Climate Change

Southwest Monsoon 2020: Good rains now bring bad news

Excess rainfall in central India is the new normal as India grows warmer. This can also make locust attacks a perennial problem 

 
By Snigdha Das, Ishan Kukreti, Akshit Sangomla
Published: Thursday 25 June 2020
The southwest monsoon has been on schedule in 2020; rainfall was relatively low in south India but more in central states. Photo: Vikas Choudhary / CSE

The southwest monsoon season appears to be progressing according to schedule after its onset over Kerala on June 1, 2020. There have been, however, considerable variations in rainfall over what regions normally receive.

Tamil Nadu received 46 per cent less rainfall than what it receives during the period; Puducherry and Kerala have recorded 23 per cent and 10 per cent less rainfall — while central Indian states have received excess or large excess rainfall. 

Madhya Pradesh has received the maximum — 114 per cent — excess rainfall, Chattisgarh a close second at 104 per cent. Gujarat, Goa and Maharashtra too have received 67 per cent, 51 per cent and 49 per cent more rainfall than what they receive during the period.

One reason for the difference could be Cyclone Nisarga, which formed in the Arabian Sea right around the time of the monsoon onset and pulled the monsoon moisture further inland into central India.  

According to the first climate change assessment report for India published by the Union Ministry of Earth Sciences on June 17, this is a sign of a warming world. 
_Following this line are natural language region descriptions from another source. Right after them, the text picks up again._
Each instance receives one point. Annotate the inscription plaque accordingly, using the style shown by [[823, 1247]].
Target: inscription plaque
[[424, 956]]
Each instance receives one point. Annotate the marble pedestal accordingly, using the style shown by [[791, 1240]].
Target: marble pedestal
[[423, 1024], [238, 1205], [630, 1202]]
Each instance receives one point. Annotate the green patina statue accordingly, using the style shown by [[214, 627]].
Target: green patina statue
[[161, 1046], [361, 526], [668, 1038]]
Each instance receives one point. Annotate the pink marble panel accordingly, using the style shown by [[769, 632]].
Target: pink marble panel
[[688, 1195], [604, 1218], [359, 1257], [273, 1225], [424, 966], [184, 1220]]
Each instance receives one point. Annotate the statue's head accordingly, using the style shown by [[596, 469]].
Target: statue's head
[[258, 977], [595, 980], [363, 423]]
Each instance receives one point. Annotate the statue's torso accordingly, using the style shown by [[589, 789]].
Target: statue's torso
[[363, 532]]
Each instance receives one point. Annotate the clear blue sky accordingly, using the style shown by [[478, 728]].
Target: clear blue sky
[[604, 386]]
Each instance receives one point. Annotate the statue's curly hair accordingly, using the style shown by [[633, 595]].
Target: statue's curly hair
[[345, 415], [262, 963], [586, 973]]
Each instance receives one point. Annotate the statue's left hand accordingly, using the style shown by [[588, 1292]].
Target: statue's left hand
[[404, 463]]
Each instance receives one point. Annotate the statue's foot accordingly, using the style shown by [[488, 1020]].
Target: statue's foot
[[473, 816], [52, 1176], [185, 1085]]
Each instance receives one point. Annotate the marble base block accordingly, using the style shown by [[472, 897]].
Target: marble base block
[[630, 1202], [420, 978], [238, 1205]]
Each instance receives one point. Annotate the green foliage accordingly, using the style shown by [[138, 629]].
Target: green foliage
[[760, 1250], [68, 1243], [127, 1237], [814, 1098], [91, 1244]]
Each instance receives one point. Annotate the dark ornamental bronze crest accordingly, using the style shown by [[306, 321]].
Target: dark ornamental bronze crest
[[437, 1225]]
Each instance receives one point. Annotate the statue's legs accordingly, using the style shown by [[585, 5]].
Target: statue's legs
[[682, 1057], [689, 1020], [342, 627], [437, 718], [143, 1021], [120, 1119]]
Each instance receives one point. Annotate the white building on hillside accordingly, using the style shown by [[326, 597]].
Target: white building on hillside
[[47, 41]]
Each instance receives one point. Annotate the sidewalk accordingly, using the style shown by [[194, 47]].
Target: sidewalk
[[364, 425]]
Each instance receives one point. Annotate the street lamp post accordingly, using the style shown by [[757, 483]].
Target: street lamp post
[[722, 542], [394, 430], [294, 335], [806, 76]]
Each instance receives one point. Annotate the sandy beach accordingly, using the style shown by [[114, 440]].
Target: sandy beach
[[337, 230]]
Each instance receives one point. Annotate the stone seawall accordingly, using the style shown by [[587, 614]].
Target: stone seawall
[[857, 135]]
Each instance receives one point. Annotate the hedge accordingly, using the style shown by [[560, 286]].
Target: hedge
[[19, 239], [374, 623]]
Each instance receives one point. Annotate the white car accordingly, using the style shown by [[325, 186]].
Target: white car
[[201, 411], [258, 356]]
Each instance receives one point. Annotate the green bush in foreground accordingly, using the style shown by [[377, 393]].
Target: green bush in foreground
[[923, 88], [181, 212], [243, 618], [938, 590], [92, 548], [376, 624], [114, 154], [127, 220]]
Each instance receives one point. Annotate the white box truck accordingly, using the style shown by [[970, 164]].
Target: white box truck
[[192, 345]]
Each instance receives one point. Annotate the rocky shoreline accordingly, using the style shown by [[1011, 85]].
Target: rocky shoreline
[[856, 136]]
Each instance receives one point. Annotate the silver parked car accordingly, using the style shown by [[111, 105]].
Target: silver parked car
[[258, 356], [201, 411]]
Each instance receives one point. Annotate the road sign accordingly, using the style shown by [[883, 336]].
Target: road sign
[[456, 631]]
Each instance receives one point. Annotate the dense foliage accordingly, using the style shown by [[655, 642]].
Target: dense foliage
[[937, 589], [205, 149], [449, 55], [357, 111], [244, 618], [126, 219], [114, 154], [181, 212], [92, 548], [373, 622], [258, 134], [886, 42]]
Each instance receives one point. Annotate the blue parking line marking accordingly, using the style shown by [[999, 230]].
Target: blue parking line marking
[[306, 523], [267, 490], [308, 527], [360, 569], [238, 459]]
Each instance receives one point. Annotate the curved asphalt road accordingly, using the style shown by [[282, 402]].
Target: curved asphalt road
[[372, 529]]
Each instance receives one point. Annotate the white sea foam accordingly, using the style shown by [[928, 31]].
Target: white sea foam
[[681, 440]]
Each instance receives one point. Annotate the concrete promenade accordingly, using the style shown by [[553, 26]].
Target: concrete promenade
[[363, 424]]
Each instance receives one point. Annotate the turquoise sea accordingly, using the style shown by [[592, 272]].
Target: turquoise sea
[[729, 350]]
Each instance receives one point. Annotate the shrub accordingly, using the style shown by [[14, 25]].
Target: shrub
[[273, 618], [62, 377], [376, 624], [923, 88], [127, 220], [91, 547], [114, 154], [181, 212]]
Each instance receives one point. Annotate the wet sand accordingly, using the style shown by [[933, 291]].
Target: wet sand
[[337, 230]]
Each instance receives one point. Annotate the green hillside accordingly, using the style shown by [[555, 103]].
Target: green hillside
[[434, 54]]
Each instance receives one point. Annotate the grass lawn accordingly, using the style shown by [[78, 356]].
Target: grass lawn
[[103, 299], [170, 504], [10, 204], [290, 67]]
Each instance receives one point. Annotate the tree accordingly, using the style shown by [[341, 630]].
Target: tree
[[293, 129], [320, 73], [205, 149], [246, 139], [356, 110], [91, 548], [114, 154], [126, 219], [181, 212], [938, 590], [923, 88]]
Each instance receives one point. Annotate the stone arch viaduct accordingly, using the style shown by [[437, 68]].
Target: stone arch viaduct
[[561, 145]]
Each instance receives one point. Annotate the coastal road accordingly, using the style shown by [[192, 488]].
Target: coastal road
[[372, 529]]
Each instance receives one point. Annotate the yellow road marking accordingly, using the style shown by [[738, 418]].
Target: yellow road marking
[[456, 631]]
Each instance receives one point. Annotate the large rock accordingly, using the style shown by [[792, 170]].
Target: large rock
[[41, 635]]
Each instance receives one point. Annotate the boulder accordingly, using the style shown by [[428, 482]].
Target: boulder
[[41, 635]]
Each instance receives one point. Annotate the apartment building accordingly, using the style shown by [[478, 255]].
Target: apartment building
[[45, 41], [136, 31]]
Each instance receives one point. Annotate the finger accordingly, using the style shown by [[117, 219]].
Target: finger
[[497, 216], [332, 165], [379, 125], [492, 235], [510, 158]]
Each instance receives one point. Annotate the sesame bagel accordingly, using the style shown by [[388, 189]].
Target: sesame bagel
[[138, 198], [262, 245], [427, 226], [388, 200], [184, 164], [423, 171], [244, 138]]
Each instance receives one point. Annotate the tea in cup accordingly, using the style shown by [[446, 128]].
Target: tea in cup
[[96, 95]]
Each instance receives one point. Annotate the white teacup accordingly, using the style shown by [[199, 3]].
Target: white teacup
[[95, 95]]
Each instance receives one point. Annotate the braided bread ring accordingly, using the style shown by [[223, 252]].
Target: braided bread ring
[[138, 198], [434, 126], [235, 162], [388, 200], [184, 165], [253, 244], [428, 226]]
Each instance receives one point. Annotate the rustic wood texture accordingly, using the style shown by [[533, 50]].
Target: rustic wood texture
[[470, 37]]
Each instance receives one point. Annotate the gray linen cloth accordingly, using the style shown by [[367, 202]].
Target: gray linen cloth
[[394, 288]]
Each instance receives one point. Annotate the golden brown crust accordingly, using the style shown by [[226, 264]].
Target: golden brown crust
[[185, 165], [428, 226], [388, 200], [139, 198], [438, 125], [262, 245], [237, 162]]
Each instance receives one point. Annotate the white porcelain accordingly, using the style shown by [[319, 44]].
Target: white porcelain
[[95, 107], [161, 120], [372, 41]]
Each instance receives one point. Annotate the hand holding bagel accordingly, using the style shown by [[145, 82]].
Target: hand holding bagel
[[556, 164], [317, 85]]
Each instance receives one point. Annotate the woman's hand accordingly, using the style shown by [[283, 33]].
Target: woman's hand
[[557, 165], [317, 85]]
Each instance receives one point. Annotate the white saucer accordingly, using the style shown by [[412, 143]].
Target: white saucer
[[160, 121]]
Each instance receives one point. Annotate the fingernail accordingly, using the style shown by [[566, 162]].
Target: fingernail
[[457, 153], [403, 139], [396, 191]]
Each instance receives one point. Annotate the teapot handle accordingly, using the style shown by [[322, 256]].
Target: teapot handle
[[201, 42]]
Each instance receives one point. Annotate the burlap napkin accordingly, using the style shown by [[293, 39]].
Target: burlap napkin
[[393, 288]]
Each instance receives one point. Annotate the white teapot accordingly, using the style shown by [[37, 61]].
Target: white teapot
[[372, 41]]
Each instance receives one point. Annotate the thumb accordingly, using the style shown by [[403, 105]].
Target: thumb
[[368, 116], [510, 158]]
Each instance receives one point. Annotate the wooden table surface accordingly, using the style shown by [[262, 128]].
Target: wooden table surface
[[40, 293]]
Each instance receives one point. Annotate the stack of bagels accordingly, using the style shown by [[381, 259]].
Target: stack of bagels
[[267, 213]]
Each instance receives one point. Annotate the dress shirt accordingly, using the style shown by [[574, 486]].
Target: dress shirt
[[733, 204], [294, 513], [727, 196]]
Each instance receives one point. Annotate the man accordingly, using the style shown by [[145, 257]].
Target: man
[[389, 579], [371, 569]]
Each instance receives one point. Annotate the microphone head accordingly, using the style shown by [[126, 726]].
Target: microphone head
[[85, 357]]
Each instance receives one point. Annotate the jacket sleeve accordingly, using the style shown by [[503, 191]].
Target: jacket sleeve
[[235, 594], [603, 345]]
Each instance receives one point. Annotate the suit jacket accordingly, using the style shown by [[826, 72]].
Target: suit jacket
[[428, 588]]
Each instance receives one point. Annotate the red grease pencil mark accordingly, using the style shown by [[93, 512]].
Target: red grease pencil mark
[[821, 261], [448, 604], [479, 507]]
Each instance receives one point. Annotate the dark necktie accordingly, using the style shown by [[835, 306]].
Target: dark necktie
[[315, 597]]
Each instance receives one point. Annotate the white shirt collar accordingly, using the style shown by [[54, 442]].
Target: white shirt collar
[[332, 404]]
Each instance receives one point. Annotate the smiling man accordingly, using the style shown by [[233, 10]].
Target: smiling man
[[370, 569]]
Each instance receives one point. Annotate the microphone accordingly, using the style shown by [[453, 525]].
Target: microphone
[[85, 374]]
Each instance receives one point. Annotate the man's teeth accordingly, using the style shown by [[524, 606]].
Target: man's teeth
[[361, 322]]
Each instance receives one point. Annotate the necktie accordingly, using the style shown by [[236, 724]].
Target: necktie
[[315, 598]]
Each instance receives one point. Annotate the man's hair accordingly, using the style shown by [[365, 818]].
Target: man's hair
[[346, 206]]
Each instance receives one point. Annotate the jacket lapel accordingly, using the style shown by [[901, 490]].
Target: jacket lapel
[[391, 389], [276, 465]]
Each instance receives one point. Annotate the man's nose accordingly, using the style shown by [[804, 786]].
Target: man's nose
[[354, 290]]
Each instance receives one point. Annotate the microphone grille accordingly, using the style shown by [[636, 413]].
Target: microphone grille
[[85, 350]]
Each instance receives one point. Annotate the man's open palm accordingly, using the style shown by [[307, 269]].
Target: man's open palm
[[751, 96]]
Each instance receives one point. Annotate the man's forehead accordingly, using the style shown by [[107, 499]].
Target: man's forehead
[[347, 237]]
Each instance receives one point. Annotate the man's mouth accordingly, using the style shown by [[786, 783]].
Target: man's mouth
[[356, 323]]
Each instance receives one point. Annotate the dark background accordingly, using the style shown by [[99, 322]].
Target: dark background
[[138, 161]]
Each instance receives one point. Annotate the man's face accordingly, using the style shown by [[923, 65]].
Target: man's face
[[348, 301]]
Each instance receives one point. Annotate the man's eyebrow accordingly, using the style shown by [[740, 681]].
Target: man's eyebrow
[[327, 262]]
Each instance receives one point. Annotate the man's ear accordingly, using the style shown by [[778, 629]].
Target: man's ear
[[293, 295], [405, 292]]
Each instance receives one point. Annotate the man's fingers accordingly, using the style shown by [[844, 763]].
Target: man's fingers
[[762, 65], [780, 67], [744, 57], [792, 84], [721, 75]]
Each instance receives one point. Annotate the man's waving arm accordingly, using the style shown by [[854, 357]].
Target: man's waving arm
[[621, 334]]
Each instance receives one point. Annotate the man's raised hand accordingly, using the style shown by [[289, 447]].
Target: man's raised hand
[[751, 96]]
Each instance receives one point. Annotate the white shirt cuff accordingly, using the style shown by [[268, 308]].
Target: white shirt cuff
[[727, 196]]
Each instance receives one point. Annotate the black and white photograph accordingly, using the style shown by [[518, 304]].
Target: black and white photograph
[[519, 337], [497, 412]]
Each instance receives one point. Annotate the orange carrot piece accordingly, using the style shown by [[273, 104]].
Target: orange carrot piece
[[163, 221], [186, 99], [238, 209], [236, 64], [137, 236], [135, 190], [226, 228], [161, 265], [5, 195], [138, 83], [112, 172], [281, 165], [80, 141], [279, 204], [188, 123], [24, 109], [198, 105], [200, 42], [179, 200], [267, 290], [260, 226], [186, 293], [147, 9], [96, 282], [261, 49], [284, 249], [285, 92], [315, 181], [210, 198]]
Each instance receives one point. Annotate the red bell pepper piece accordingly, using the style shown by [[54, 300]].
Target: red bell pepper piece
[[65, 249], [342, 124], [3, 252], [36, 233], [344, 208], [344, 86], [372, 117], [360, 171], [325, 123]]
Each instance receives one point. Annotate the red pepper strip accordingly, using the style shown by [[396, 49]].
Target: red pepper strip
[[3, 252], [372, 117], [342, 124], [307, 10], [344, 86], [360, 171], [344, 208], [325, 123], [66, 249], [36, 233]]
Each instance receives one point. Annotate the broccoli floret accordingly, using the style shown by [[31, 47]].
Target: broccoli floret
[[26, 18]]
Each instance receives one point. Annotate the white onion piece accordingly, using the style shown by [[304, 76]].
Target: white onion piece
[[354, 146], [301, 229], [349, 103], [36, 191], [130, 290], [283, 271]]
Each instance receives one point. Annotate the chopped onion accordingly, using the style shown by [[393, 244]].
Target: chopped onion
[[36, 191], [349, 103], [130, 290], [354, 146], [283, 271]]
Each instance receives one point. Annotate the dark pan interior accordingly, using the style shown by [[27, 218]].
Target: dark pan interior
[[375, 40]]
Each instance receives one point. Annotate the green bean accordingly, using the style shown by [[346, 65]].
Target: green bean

The report, Assessment of Climate Change over the Indian Region, says the country’s average temperature has risen by 0.7 degrees Celsius (°C) since 1901. It will increase to 4.4°C by end of the 21st century, relative to the recent past (1976-2005 average). Even the summer monsoon rainfall has decreased over the country since 1950, particularly over the Indo-Gangetic plains and the Western Ghats.

However, the frequency of localised heavy rainfall has significantly increased over central India, says the report, adding that extreme rains are concentrated around urban India. Climate models suggest that the monsoon circulation will weaken in future, which will be compensated by increased moisture content in the atmosphere.

This will lead to an increase in the frequency of extreme precipitation events all over India, particularly over the central and southern parts. While monsoon onset dates are likely to be early or not to change much, the monsoon retreat dates are likely to be delayed, resulting in longer monsoon seasons.

While such a monsoon pattern can throw agricultural activities into a disarray, it can also make locust attacks a perennial problem for the country.

India on high alert

Locusts usually arrive at the scheduled desert area of the country for breeding during the summer monsoon season and leave around October-November. But this year, they arrived way ahead of the season and have since spread north and westwards in areas that had received ample unseasonal rainfall between March and May, due to western disturbances.

Till June 19, officers with the Locust Warning Organization (LWO) said, swarms had invaded some 60 districts in seven states. The Food and Agriculture Organization (FAO) said the swarms would oscillate east and westwards before returning to lay eggs with the onset of the monsoon in Rajasthan. LWO officials, however, said breeding was underway in Bikaner, Nagaur, Barmer and Jodhpur districts of Rajasthan.

With monsoon rains already sweeping across the newly invaded states, entomologists fear that some swarms might not go to Rajasthan for breeding and instead rapidly mature and lay eggs at places wherever they find sandy or loam soil, resulting in localised outbreaks.

What’s worse, in its June 20 forecast, FAO says that around 22 more swarms from Iran and southwest Pakistan will start moving towards the summer breeding areas along the Indo-Pakistan border. By early July, huge swarms developing in the Horn of Africa are likely to migrate across the Arabian Sea and arrive at Gujarat and Rajasthan.

If the monsoon’s retreat gets delayed, they will extend their stay — like last year — resulting in a prolonged and most severe locust invasion in decades. By the end of the year it might result in a locust plague.